Mrs. Stevenson had emptied the wardrobe shelves for him, and they had ticked off each and every garment against an inventory she kept to inhibit the wash girl’s congenital dishonesty. Then there had been tears in the hall-during which Marais learned that whatever happened to Monty didn’t matter much, but she’d just realized how she and poor little Jeremy might suffer-and that had been that.
Now he was on his way to interview the last member known to have left the club that night, having decided that the poser of the clean glasses would be best left to a fresh start in the morning. He was light-headed through lack of decent sleep.
It was six o’clock by the time he drove onto the forecourt of the garage. With the law prohibiting the sale of petrol at night and over the weekend, it looked deserted until he noticed a light still burning in the small office to the rear of the showroom.
There Gilbert Littlemore turned out to be one of those ex-Kenya types who kept calling coons “Sambo” and “nig-nog” and other childish names. The sort who made Marais’s membership in the Nationalist party seem ridiculous when they twisted apartheid to mean having polite servants and not separate development for all races-which was far more important to anyone who loved the country. Trust throw-out Englishmen to think that politeness was something you needed a policy to control.
“You don’t take any of their damn cheek, I suppose?” Littlemore said, pushing aside the hire-purchase forms he had been completing. “I’m sorry to go on like this, but I did expect a bit more discipline down here. Good God, at the rate we’re going, I’m likely to find myself working with Jungle Jim alongside of me! As a salesman, I mean!”
“Jungle Jim?” queried Marais, deliberately needling him. That was another thing he couldn’t stand-the way they kept trying to be what they thought was South African.
“Oh, my mistake!
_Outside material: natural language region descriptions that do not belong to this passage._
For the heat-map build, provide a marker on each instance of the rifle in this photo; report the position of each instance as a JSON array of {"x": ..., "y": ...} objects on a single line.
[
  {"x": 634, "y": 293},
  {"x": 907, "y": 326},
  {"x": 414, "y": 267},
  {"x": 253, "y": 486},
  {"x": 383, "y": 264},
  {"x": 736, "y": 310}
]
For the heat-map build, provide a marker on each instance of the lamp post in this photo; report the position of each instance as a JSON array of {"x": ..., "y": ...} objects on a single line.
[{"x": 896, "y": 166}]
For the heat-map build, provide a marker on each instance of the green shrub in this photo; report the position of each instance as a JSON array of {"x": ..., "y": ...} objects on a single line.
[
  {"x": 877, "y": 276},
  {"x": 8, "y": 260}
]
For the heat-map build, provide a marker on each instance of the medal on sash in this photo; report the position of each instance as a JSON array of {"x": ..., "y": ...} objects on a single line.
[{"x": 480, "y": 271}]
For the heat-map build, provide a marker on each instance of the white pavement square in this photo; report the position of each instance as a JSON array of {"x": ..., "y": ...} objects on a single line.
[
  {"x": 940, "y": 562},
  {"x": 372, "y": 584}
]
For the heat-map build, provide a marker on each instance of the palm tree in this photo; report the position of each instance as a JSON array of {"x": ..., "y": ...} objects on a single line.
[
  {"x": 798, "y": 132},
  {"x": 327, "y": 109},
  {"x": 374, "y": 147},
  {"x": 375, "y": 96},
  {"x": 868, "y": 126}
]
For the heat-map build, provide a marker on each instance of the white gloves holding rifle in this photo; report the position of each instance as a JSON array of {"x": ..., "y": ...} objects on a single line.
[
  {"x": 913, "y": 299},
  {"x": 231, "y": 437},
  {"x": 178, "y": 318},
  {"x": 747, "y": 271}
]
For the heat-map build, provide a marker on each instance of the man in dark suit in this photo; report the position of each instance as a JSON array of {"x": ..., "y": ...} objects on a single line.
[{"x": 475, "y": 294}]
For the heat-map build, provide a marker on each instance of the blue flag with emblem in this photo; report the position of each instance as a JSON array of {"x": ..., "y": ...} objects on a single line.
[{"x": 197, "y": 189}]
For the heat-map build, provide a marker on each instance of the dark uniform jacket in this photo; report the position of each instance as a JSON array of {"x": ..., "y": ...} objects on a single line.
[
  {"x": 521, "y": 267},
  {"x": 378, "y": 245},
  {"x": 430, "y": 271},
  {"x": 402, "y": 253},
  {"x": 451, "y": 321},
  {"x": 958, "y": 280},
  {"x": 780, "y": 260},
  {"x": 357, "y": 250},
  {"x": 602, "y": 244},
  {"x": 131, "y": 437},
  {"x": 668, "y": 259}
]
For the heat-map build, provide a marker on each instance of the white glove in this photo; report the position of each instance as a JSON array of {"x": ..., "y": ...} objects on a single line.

Jim Fish-that’s it, isn’t it? Now, you were saying…?”
“I’m making certain inquiries concerning the Wigwam, as I told you on the phone, and I would like to have a statement from you.”
“Public or private use? Ha-ha!”
“Ha, bloody ha,” said Marais wearily, getting out his ballpoint.
“Well, I was there with a party actually, but they all toddled off before Eve’s second performance because one of the ladies said it made her come all over peculiar.”
“Or was it you?” Marais said in Afrikaans.
“What? Oh, sorry, can’t understand a word of it yet; a jolly bad show, I know.”
Just as Marais had supposed. Christ, even Mickey could speak it fluent, and English, too, for that matter, and he was only a wog. But he was on duty and would have to stop playing games and behave himself.
“ Ach, my mistake, as you say. But can we get to the point, please? When did you see Stevenson?”
“Ah. Seeing I was left alone at the table, the manager came over-Monty, that’s right-came across and sat with me. We saw the show, then quietly killed the rest of the wine together. Then he started making noises about licensing hours and, rather unnecessarily, I thought, saw me to the door. After all, we had stopped drinking, and I wasn’t going to ruin his carpet for him! Remember saying to him, ‘Steady on, old chap, only twenty past-you can’t throw a knight out on a dog like this!’ Picked that one up in Dar.”